Gabby’s eyes slitted, studying her brother to see if he was pulling her leg, but he said those words guilelessly and— with her cop’s instinct that could spot a bullshitter a mile away—sincerely.
“You watched my series?”
He glanced up and smiled, almost sheepishly. “Yeah. Got my hands on them when I was ten.” Then as if remembering he was the great Theo Cole, he added. “As I said, don’t let it go to your head.”
Rascal.
It was kind of … endearing.
Declan stalked back into the living room, his face dark and angry.
He pointed his phone at Theo. “You invited Claudette here tomorrow?”

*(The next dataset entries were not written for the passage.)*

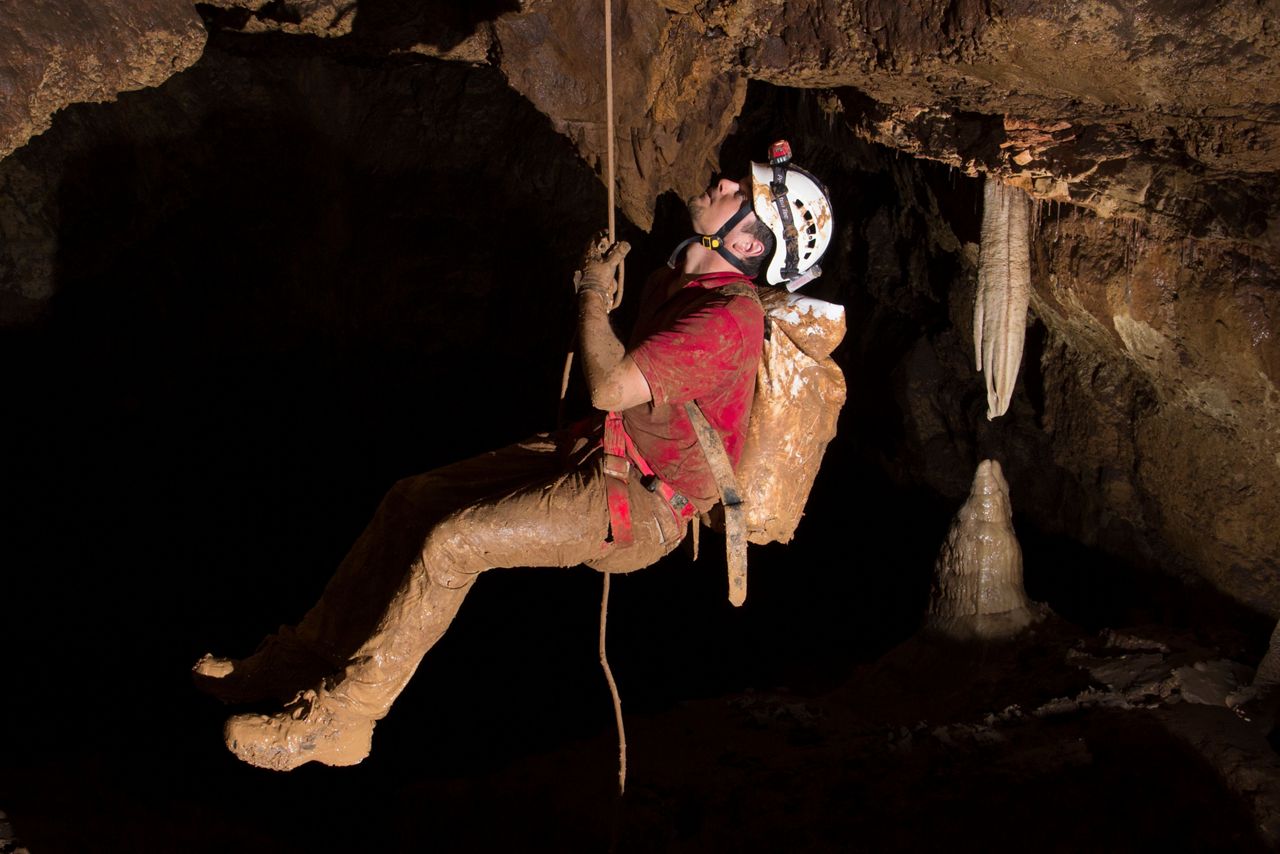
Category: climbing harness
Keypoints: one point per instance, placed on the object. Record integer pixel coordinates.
(620, 459)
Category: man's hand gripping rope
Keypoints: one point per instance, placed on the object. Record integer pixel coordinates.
(600, 270)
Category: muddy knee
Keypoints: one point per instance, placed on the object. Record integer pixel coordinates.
(449, 555)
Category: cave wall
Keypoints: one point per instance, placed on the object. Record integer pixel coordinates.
(1143, 421)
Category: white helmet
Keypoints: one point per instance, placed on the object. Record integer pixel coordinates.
(796, 208)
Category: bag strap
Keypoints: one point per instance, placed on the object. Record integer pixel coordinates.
(731, 498)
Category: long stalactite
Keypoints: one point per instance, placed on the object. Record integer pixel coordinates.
(1004, 291)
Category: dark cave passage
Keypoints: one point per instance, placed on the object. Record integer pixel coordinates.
(286, 279)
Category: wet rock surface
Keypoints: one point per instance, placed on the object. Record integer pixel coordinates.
(62, 53)
(247, 296)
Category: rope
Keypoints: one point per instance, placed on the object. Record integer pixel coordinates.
(617, 301)
(613, 690)
(608, 135)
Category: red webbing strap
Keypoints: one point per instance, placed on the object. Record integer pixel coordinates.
(617, 469)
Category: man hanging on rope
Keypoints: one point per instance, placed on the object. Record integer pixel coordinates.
(615, 496)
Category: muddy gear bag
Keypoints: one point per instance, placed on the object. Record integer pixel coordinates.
(799, 392)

“Don’t you want us to be one big happy family?”
Declan’s eyes switched to Gabby and she sucked in her breath at the raw yearning reflected in them. Theo stiffened beside her.
“That’s not possible,” he rasped.
“Damn straight, that’s not possible.” Theo stood and stepped into his space. “Because you can’t keep it in your pants and you had to cheat on my sister. “
“Theo!” Gabby exclaimed. Declan had no defense. He figured out he couldn’t lie about it now that her former stepmother was back in the picture.
“You’re gonna defend him again?” Theo yelled at her. “I just … can’t deal with you all right now.”
He stalked off.
“I’m sorry.”
“Why are you sorry?” Declan’s voice was cold.
“I don’t know how to tell him”
“That you cheated first?”
A lump formed in Gabby’s throat as his statement registered. “Why can’t you just admit that you slept with Claudette?”
“I have no defense. She’s gonna say that we fucked.”
Gabby flinched at the coarseness of the way he said it.
“And the only other possibility is that you would be his mother,” he added. “Which according to you would sound crazy, right?”
The sneer on his face almost broke her. Why was he being so cruel?
And why the hell was she trying to be the better person. “He’s hurting, Dec. He just lost Peter.”
“Don’t need you to tell me that. I get where some of this teenage rage is coming from. At least I had the sense not to go wreck his car.”
Her cheeks burned as her momentary lack of control came back to bite her, but Theo wasn’t the only one hurting and she tried to make it right again. “Dec, do you want me to talk to Theo?”
He glared at her. “No Gabby. I don’t need your help with my son.”
It was like a slap to the face but, more than that, it tripped something inside her. A tremor of the past reverberating in the present.
The disgust on Declan’s face when he found out she was pregnant didn’t do as much damage as the words he’d said.
“Pregnant? I’m not the sucker I once was, Gabby. Trying to pawn off another man’s child? When you deliver that kid? I’ll be demanding a paternity test.”
He slammed the door on her open-mouthed face. It was the final jolt she needed to accept that she’d lost her husband.